Mário Matins: Promotores do Pajeú atuam em conjunto para evitar febre amarela

segunda-feira, 13 de fevereiro de 2017

Promotores do Pajeú atuam em conjunto para evitar febre amarela


O surto de febre amarela silvestre no interior de Minas Gerais e o desmonte no processo de transição dos governos municipais, associados às condições climáticas e de saneamento, fizeram um grupo de promotores do Sertão do Pajeú, emitir, simultaneamente, um conjunto de recomendações preventivas para 13 prefeitos eleitos. O objetivo é garantir o funcionamento da vigilância às doenças transmitidas pelo mosquito Aedes aegypti e evitar que a febre amarela seja reeditada também no Estado.

"Os índices anteriores causaram preocupação. Em todos os municípios tivemos notícias de morte por arbovirose no ano passado. Queremos evitar novos problemas, incluindo a entrada do vírus da febre amarela", explica o promotor Lúcio Luiz de Almeida, que coordena a ação em bloco, na região.

Pernambuco registrou epidemia de microcefalia entre 2015 e 2016, associada à transmissão de zika vírus, assim como de dengue e de febre chicungunha, todas transmitidas ao homem pelo Aedes. A ação do Ministério Público envolve os municípios de Afogados da Ingazeira, Brejinho, Carnaíba, Iguaracy, Ingazeira, Itapetim, Quixaba, Santa Terezinha, Sertânia, São José do Egito, Solidão, Tabira e Tuparetama.

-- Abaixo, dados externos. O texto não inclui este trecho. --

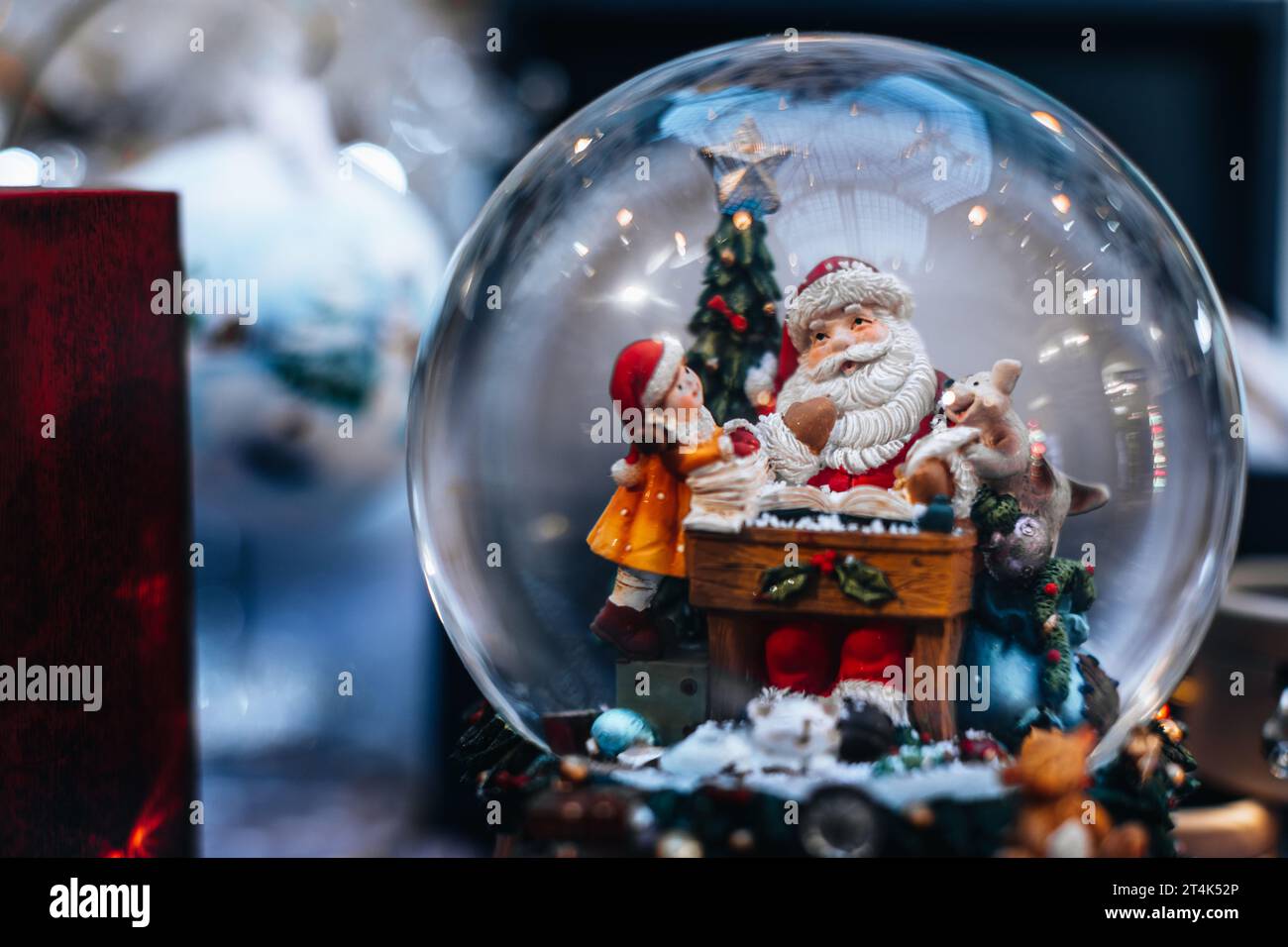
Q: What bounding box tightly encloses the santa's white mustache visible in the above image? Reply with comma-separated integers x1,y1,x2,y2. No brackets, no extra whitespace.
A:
806,334,894,381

A lista de recomendações, publicada no Diário Oficial do Ministério Público para cada uma das 13 cidades, exige a elaboração e execução do Plano Municipal de Enfrentamento das Doenças Transmitidas pelo Aedes aegypti, em consonância com o plano estadual. Pede que os serviços de controle do mosquito e os de assistência aos doentes não sejam reduzidos. Pede ainda a liberação dos recursos necessários às ações, assim como a suspensão das férias de todos os agentes de endemias enquanto perdurar a situação de emergência em saúde decretada pelo Estado.

A comunicação imediata às autoridades sanitárias dos casos de microcefalia e mobilização social na cidade para garantir a adesão das comunidades às medidas de controle também foram incluídos na lista. Os prefeitos receberam prazo de cinco dias para informar se iriam acatar as sugestões do Ministério Público Estadual, responsável pelo controle das políticas públicas.

José Patriota, prefeito de Afogados da Ingazeira, um dos principais municípios do Sertão do Pajeú, alega que gestores municipais enfrentam diversas dificuldades para manter o controle das doenças transmitidas pelo Aedes aegypti em mais um ano de estiagem prolongada.

Além dos problemas de abastecimento, que fazem a população armazenar água em casa, gerando focos do mosquito, Patriota aponta a necessidade de mais investimento federal na saúde e se queixa de mudança em normas do Ministério da Saúde, feitas no governo de Dilma Rousseff (PT) e mantidas no de Michel Temer (PMDB) que reduziram o efetivo de agentes de endemias nos municípios.

O governador Paulo Câmara (PSB) assinou em dezembro último a renovação do decreto de situação de emergência por 180 dias. Em vigor desde 2015, a medida tenta agilizar e desburocratizar processos e mobilizar a sociedade.

O governo do Estado indica uma expectativa de investir mais de R$ 70 milhões nas ações de combate aos criadores de mosquito, nos hospitais, para tratar as arboviroses, e garantir assistência às crianças com síndrome congênita do zika, que inclui as portadoras de microcefalia.